Ninguém duvida que o poder se concentra na política. O dilema é saber como o processo político mediará os interesses de eleitores e das grandes corporações. O desprezo pela democracia é o primeiro sinal da opção pelo segundo contingente em detrimento da sociedade (eleitores).

O desprezo pela democracia procede dos liberais e não é recente. Nos EUA em 1787, James Madison o “ Pai da Constituição” do país de Trump escancarou o dilema. Na Convenção Constitucional daquele ano ele imaginou que, se toda a Inglaterra votasse as pessoas aprovariam leis que minariam o poder e as propriedades dos mais ricos, resultando em injustiça. Para solucionar o impasse, a conclusão foi a de que eles deveriam proteger a minoria rica da maioria.
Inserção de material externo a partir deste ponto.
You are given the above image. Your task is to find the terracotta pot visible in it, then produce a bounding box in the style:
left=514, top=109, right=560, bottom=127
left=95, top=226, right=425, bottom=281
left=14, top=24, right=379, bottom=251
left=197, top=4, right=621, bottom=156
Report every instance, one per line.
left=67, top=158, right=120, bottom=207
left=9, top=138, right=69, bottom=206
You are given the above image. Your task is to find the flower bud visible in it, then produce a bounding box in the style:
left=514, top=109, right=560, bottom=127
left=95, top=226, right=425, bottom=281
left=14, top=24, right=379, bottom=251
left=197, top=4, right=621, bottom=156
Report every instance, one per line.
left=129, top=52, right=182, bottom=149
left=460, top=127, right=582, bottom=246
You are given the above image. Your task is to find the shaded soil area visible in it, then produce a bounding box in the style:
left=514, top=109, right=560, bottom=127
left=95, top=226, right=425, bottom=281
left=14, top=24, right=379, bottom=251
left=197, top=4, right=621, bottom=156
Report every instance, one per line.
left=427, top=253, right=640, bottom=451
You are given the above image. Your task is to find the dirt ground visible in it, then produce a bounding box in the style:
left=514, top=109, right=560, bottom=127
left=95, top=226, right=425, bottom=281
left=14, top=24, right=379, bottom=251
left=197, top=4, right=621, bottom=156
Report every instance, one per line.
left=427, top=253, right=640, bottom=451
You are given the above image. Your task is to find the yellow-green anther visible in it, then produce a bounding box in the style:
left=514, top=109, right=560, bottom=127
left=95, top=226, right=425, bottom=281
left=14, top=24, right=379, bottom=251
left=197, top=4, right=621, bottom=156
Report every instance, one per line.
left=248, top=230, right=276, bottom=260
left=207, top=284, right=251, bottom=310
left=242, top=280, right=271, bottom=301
Aristóteles também havia pensado no impasse, porém afirmou que, na hipótese de incidência de desigualdade significativa, a maioria pobre agiria para retirar as propriedades dos ricos e distribuí-las. O problema é o mesmo com soluções diferentes. Madison pretendeu evitar a democracia ao passo que Aristóteles preconizou a superação das desigualdades.

O Brasil cresce aos solavancos e evolui pouco moralmente. O progresso material conquistado está dominado por uma lógica localizada entre Madison e Aristóteles. Lula, o ungido, ainda aposta no estado social sem uma ruptura no campo interno. No ambiente externo pugna por modelo também sem ruptura, nesse sentido defende uma sociedade internacional também menos desigual.

Dois brasis, o que flerta com Madison e o que teme Aristóteles e odeia Lula!